Dir.
Roman Polanski, 1966, UK, 112 mins
Cast:
Donald Pleasence, Françoise Dorléac, Lionel Standler, Jack MacGowran
Like his earlier Knife In The Water, a tense psychological thriller in which a stranger exposes the deep-rooted cracks in the marriage of a well-to-do couple, Roman Polanski's Cul-de-sac is a subtle exploration of shifting power in a mismatched threesome. Like the earlier film, it is set in a single, claustrophobic space; the incompatibility of the characters at close quarters results in a black comedy of class and gender struggle.
Dickie (Stadler) and Albert (MacGowran), a couple of hapless criminals on the run, find themselves stranded on a beach in Northumberland when their clapped-out getaway vehicle runs out of petrol. Leaving the wounded Albert in the car, Dickie comes upon an 11th-century castle on the headland where he telephones for help and takes hostage its occupants, the foppish George (Pleasence) and his young French wife, Teresa (Dorléac). While waiting for assistance to arrive, husband, wife and stranger battle it out for control of the situation in a series of absurd power games. At first Dickie is in charge, ordering George and Teresa to push the beached car up to the castle and, when Albert dies, to dig his grave. However, when George's stuck-up friends pay an unexpected visit, Dickie is introduced as James, the butler, and is ordered to cook dinner ("I'm not gonna kill no chicken", replies the gravel-voiced hoodlum). Teresa, who is clearly unfulfilled by her marriage to the unmanly George, openly flirts with one of his visitors. George confronts his opinionated friends who think that he has gone "completely off his rocker since he met that tart" and proudly orders them to get out of his "fortress". As George grows in stature, not only is considerable damage done to his beloved property, but he also loses his friends, his car and ultimately his wife.

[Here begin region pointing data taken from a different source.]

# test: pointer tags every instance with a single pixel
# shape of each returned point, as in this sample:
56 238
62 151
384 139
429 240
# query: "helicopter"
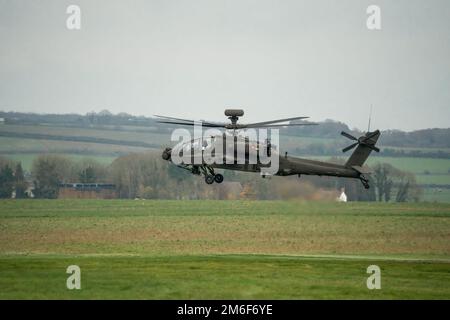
225 145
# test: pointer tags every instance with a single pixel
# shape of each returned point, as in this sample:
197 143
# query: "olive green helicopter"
224 146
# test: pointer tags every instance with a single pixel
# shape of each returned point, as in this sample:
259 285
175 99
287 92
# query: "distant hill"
329 129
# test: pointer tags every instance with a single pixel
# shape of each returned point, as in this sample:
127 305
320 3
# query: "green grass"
219 277
223 249
26 159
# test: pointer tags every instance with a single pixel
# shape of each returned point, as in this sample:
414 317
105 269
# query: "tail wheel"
218 178
209 179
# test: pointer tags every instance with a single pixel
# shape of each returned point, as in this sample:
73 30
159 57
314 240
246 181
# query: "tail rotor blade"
350 147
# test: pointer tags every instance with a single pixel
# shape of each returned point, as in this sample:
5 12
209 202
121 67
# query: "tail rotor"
365 140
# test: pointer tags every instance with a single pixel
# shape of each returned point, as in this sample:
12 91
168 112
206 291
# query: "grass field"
223 249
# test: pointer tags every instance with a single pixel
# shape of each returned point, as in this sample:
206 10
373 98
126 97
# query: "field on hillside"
433 174
223 249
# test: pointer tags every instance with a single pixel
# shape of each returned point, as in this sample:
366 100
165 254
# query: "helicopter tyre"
218 178
209 179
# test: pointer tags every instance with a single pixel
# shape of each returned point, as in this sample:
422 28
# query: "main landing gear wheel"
209 179
218 178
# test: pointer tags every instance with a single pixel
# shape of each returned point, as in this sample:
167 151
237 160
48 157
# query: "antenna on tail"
370 118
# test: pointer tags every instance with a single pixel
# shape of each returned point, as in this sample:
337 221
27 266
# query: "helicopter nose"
167 154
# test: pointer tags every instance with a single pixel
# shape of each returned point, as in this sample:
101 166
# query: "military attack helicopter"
224 146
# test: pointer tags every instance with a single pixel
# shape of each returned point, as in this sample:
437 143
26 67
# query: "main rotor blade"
188 121
257 124
282 125
350 147
345 134
204 124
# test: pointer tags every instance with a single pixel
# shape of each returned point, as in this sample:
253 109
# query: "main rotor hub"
234 114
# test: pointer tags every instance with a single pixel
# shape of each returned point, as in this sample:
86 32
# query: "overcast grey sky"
194 58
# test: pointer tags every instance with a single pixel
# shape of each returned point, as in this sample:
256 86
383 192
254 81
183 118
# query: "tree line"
147 176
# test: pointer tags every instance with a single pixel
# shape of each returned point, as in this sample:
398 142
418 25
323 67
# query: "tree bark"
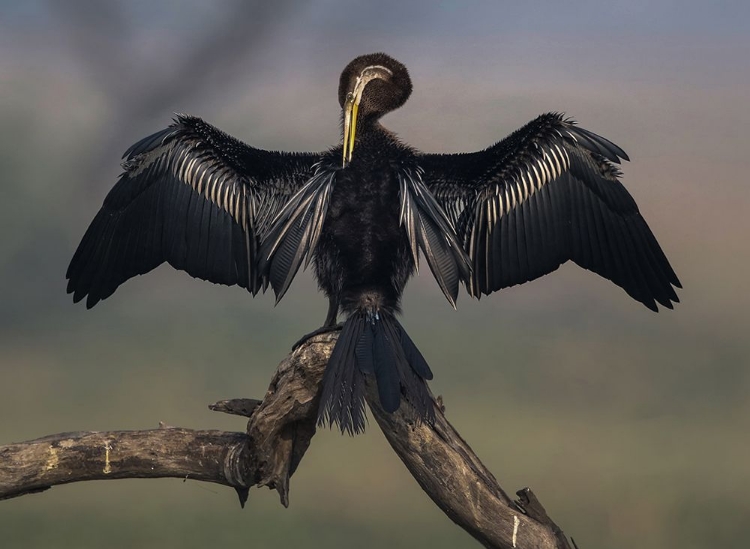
279 432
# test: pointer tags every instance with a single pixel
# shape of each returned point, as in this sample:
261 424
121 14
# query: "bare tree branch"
279 432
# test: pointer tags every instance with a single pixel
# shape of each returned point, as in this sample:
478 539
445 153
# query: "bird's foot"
321 330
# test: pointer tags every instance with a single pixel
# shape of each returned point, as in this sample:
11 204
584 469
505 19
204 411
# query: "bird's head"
370 86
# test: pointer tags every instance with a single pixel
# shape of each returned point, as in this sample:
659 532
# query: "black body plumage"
233 214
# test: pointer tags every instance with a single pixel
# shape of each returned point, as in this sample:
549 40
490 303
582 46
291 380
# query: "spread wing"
549 193
190 195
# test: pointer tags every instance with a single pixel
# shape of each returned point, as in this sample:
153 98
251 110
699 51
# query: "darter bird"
363 213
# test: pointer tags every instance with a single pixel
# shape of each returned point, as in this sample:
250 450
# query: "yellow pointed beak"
350 125
351 107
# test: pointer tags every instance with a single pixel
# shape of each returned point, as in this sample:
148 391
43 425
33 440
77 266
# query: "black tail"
373 344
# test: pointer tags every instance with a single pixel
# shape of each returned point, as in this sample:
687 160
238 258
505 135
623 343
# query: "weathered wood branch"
279 432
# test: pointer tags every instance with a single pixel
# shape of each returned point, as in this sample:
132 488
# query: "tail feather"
373 344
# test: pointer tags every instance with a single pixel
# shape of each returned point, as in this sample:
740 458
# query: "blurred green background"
632 427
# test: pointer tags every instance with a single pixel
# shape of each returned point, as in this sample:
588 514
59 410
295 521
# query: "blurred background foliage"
631 426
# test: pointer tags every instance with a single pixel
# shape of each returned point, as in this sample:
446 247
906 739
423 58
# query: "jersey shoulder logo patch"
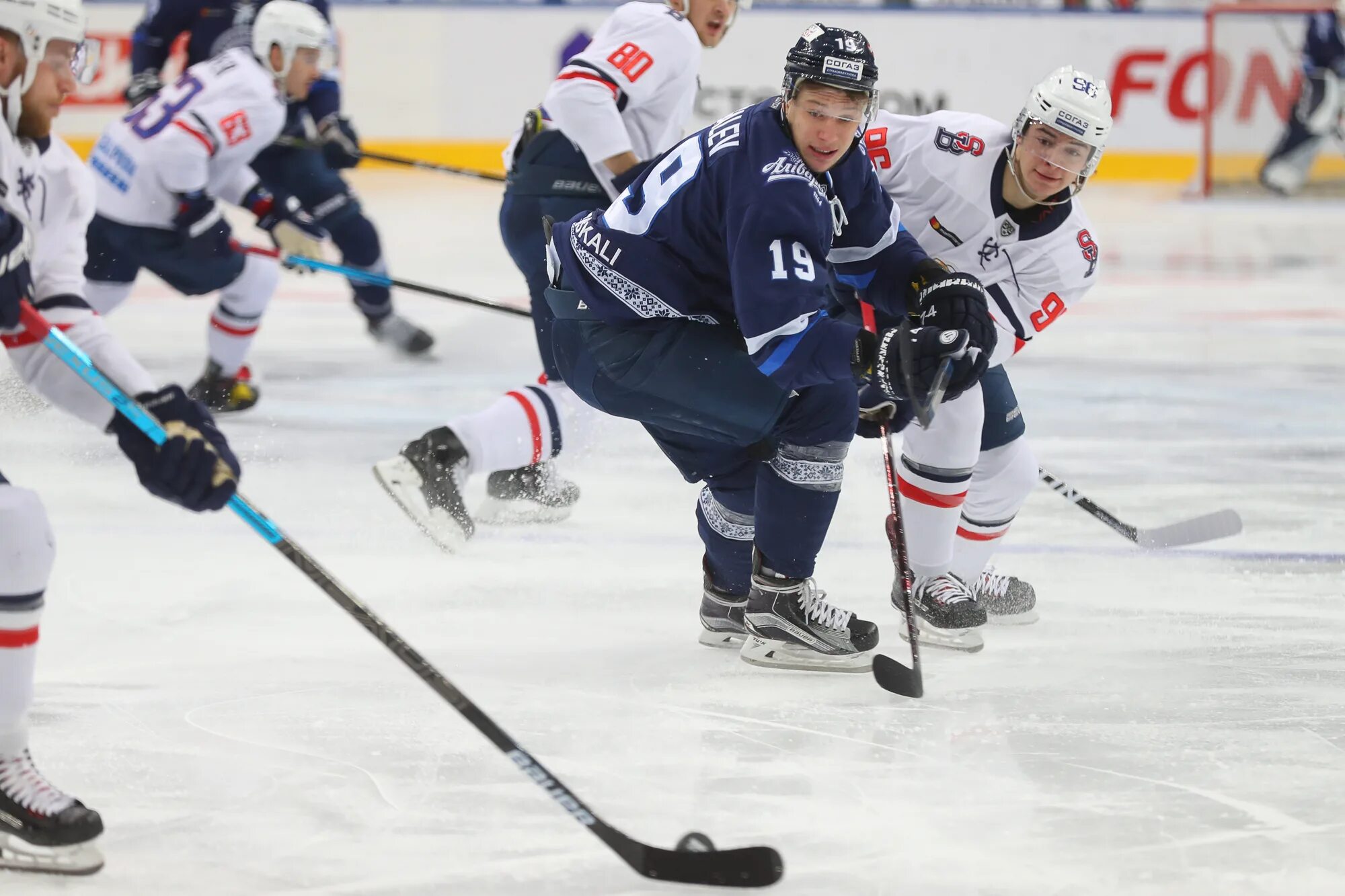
236 128
958 143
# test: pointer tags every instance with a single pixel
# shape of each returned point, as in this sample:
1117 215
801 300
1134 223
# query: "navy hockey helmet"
837 58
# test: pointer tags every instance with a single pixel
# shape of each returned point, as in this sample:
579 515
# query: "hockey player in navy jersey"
1319 110
615 106
695 304
310 173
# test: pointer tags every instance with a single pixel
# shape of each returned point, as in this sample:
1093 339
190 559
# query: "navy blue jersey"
1325 46
731 228
216 26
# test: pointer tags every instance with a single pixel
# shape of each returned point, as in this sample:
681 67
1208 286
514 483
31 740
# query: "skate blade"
20 854
722 638
778 654
966 639
1026 618
498 512
403 485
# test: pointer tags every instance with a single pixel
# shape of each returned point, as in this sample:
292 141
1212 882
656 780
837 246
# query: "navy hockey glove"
290 227
196 469
201 227
954 300
143 85
878 409
15 276
910 358
340 142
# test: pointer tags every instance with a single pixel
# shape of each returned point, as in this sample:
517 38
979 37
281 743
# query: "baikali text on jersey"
731 228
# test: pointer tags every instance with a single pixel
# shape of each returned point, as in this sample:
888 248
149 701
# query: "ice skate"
1008 599
41 827
792 626
427 481
535 494
225 395
722 616
946 611
401 334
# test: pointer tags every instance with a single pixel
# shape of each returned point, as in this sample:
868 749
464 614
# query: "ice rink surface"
1174 725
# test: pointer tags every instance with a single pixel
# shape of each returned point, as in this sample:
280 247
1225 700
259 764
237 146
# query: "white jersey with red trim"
197 135
633 89
49 190
945 170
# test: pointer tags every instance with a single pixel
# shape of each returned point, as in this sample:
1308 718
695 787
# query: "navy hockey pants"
549 178
771 460
323 193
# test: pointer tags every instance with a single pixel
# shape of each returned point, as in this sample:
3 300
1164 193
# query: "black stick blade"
895 677
747 866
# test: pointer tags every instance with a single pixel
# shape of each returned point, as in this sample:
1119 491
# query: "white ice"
1175 723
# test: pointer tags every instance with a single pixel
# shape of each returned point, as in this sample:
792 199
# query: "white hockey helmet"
1077 106
290 25
37 24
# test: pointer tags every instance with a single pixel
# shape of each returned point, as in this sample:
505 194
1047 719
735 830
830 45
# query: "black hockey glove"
15 276
910 358
953 300
202 231
878 409
143 87
196 469
340 142
863 356
294 232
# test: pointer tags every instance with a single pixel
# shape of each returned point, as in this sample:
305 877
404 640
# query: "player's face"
54 83
824 123
1050 161
303 73
711 19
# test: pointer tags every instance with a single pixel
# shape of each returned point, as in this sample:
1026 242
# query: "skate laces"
993 584
946 589
25 784
814 603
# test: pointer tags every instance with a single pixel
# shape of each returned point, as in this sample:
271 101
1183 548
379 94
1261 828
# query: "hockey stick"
1218 525
748 866
891 674
379 280
401 161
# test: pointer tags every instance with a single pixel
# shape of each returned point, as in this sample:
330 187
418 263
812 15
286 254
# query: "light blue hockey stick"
746 866
376 279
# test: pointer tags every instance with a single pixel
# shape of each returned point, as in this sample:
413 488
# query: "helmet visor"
831 101
80 60
1056 149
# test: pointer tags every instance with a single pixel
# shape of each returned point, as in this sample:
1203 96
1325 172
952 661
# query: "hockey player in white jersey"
48 205
622 101
1000 204
162 169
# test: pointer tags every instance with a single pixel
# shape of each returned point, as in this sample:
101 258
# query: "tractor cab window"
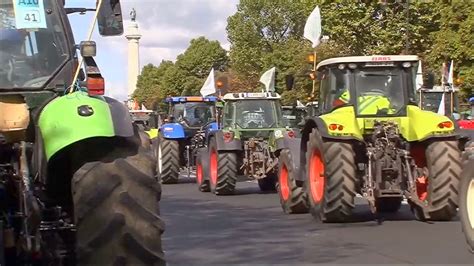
194 114
251 114
379 91
334 89
30 57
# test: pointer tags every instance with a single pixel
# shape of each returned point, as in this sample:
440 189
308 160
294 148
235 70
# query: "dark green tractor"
77 180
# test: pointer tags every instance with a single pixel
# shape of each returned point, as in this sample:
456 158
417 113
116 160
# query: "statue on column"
133 14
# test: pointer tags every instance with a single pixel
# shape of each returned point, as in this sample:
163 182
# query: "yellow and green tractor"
371 139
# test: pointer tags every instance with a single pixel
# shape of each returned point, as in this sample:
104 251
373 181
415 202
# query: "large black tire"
202 172
443 160
168 161
330 179
293 199
223 170
466 197
116 211
268 184
388 205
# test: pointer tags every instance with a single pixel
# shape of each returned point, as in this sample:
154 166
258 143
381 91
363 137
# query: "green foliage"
270 33
265 33
454 41
185 77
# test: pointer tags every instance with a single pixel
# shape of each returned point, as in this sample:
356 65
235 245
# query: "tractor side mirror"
82 75
290 82
88 48
110 19
429 80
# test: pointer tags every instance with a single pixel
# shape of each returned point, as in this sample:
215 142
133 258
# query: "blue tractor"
190 119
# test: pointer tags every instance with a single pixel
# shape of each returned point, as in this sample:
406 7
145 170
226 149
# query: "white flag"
419 77
268 79
209 86
312 28
451 74
441 108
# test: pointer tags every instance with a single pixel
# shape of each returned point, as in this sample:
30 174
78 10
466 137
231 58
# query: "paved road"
250 228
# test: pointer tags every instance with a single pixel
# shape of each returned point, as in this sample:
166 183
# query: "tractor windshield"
252 114
378 91
194 114
431 101
32 43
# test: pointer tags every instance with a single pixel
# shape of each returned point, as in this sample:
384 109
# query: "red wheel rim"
199 173
214 167
284 188
316 176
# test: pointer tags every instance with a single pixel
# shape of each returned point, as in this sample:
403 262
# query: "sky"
167 27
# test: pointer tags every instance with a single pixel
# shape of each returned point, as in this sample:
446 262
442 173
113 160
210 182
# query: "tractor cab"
257 112
312 108
373 85
293 116
189 114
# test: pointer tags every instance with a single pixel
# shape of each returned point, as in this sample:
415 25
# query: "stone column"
133 36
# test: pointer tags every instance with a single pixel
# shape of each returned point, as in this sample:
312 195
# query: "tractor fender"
234 145
203 153
172 131
316 122
77 116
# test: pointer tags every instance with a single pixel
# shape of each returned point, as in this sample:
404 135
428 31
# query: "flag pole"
314 80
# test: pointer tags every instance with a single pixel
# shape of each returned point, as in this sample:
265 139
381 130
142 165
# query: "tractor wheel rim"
160 159
283 180
316 176
470 203
214 167
199 173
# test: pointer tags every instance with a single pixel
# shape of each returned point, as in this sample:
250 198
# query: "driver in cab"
369 102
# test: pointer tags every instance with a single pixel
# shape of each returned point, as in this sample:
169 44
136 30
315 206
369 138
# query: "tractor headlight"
278 134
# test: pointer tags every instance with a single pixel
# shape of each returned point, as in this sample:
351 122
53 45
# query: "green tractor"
247 143
77 182
466 195
372 139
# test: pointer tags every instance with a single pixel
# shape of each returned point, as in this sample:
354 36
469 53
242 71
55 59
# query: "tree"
454 41
150 84
270 33
185 77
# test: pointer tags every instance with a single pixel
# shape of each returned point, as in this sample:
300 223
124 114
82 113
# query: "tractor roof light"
291 134
95 86
334 127
445 124
228 136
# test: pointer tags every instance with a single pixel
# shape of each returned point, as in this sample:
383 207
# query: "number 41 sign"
29 14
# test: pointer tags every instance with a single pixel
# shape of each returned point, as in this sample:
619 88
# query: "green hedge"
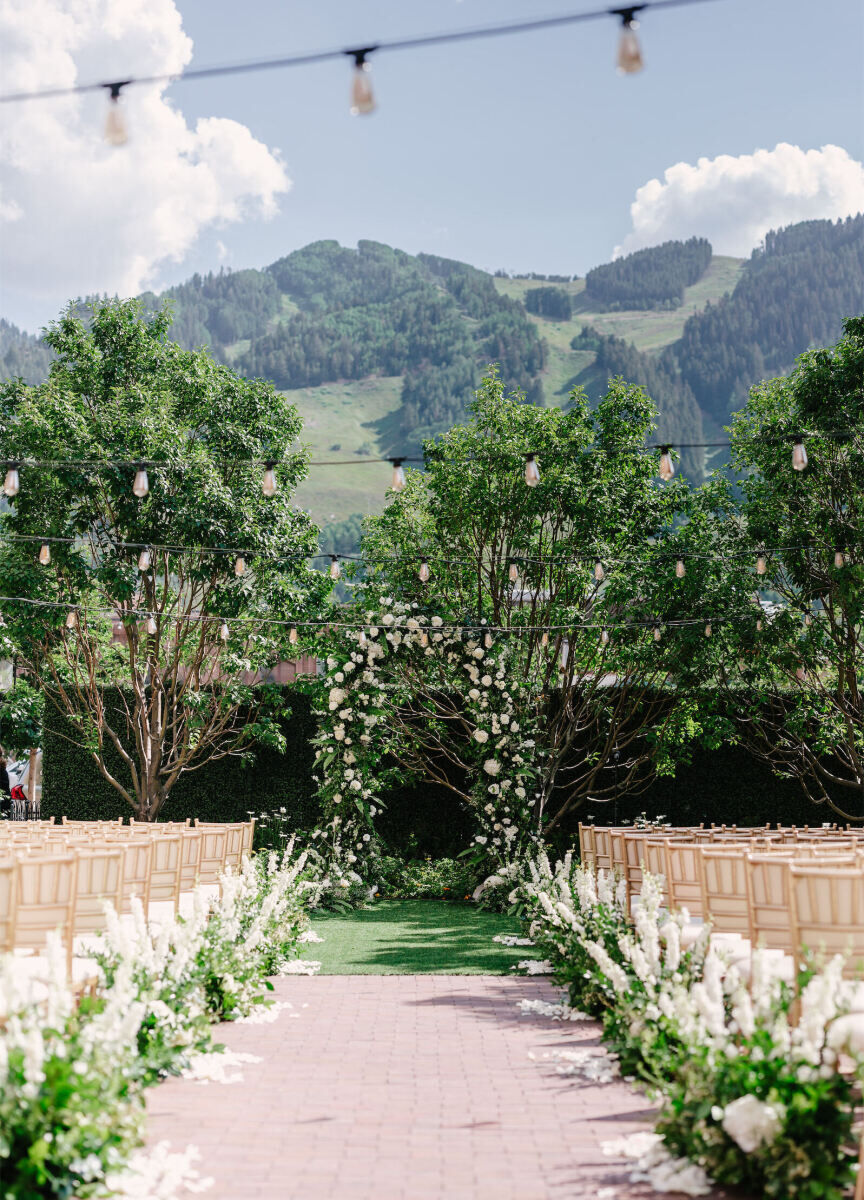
721 786
225 790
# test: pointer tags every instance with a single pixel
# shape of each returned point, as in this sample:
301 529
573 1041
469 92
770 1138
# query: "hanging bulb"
115 132
629 60
666 465
142 484
363 101
269 484
12 481
397 481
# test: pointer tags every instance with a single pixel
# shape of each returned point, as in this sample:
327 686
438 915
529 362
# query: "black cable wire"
402 43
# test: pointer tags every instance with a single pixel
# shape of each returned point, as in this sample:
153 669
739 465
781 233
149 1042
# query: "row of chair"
59 877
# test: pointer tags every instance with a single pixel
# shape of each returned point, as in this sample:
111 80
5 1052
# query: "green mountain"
381 348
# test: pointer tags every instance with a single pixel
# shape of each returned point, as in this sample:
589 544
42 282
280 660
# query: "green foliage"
795 293
649 279
553 303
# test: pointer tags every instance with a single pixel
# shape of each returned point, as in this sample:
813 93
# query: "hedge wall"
725 785
225 790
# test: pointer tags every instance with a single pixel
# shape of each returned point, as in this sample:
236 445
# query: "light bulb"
12 483
115 132
629 59
142 484
269 484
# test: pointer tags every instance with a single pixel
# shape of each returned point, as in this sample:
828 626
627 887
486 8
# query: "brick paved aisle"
403 1087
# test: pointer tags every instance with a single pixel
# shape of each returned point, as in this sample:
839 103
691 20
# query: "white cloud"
733 201
81 216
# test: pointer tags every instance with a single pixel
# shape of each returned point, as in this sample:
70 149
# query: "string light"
397 483
629 59
115 132
142 484
666 469
12 481
269 484
363 100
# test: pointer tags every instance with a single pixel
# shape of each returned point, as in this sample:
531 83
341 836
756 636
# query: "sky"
526 153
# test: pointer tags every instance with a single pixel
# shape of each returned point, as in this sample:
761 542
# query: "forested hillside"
382 348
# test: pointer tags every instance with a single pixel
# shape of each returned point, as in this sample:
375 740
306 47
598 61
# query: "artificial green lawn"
415 937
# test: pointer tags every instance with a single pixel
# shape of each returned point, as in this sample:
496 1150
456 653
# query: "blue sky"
522 153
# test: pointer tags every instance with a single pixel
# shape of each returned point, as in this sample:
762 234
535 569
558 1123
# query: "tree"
793 687
154 616
573 642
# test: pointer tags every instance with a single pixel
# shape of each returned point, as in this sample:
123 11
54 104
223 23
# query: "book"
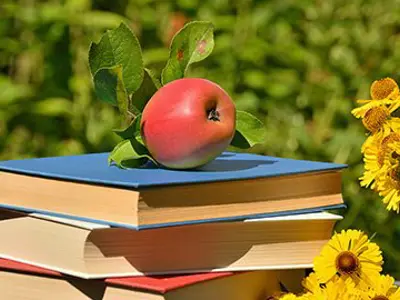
23 281
232 187
89 250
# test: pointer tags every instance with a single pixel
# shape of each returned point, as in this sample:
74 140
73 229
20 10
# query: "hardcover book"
235 186
23 281
89 250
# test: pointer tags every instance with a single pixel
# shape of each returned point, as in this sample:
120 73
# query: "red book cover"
160 284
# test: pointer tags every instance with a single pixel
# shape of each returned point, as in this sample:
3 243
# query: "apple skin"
188 122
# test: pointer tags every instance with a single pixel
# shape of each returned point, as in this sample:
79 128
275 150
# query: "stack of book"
242 227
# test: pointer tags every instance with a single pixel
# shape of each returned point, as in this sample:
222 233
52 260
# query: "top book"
234 186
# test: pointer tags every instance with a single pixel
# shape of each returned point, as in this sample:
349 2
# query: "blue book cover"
94 169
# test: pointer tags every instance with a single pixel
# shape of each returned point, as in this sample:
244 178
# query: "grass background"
297 65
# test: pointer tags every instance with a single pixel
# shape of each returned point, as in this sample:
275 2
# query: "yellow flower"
376 113
374 157
332 291
349 255
290 296
381 289
385 88
388 180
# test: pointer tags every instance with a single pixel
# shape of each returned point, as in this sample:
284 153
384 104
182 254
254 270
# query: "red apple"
188 122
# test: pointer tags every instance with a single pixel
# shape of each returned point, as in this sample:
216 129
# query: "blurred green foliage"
297 65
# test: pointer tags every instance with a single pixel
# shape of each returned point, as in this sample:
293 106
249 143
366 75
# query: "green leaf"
119 47
193 43
249 131
110 88
149 86
130 154
133 130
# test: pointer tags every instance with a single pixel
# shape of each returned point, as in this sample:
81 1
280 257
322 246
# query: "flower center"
347 263
384 88
380 297
375 118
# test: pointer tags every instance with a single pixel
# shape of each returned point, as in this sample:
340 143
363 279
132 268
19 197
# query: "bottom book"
23 281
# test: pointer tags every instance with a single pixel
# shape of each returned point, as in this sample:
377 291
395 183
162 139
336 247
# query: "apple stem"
213 115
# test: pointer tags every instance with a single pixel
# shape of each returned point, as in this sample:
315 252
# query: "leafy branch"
120 79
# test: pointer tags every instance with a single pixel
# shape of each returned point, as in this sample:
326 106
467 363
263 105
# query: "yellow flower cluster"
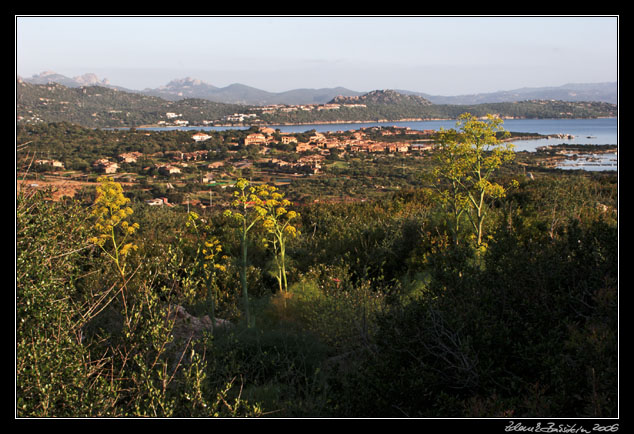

Polanski revels in the absurdity of the characters and their situation. George is a myopic wimp who lost his first wife and is constantly cuckolded by his second ("she's a naughty little girl - I worship her, I'm crazy about her"). Dickie is a boorish American who does his best to pretend he's in a hardened gangster movie but is somewhat out-of-his depth in this gentle comedy of manners: the English middle classes perplex him ("you've got to be out of your skull to live in a place like this"). Teresa, a lusty French gamine who cavorts in the sand-dunes with the neighbour's son, is quite uninhibited about removing all her clothes in front of Dickie and enjoys seeing her pansy of a husband mincing in her nightdress and lipstick. Clearly, she would much prefer to be running amok in a sexy Nouvelle Vague movie than shut up in this miserable English castle, tittle-tattling with her husband's dreary, vacuous friends. Even the jazzy, vibes-and-bongos score feels like it is straight out of À Bout de Souffle . Add to this brilliant hotchpotch more chickens than anyone should humanly endure, plus George's endless playing of his favourite scratched LP of stylophone music - and you have some idea of the dead-end world of Cul-de-sac.
The priceless humour is brilliantly underplayed by the actors such that the viewer must be prepared to look beneath the surface. For example, there is a very good reason why Teresa and the neighbour's daily shrimping excursions seem to yield very few shrimps; it doesn't take much imagination to figure out that it's not the shrimps they are after. This film owes much to Absurdist Theatre, in particular plays like Waiting for Godot and The Birthday Party with which it has much in common: George and Dickie play much the same futile waiting game as Vladimir and Estragon, and there is more than a touch of Pinter's Goldberg and McCann in Polanski's gansters. Polanski maintains a tangible but subtextual tension throughout, particularly in the long theatrical shots (like the famous 9 minute sequence on the beach) and the extensive use of carefully timed sound effects (lots of chirping, hooting, crowing and clucking).
Cul-de-sac is Polanski's funniest film and also his most subtly realised. It may not appeal to fans of his gothic horror movies, but it is a must for anyone who appreciates the absurdity of life. And chickens.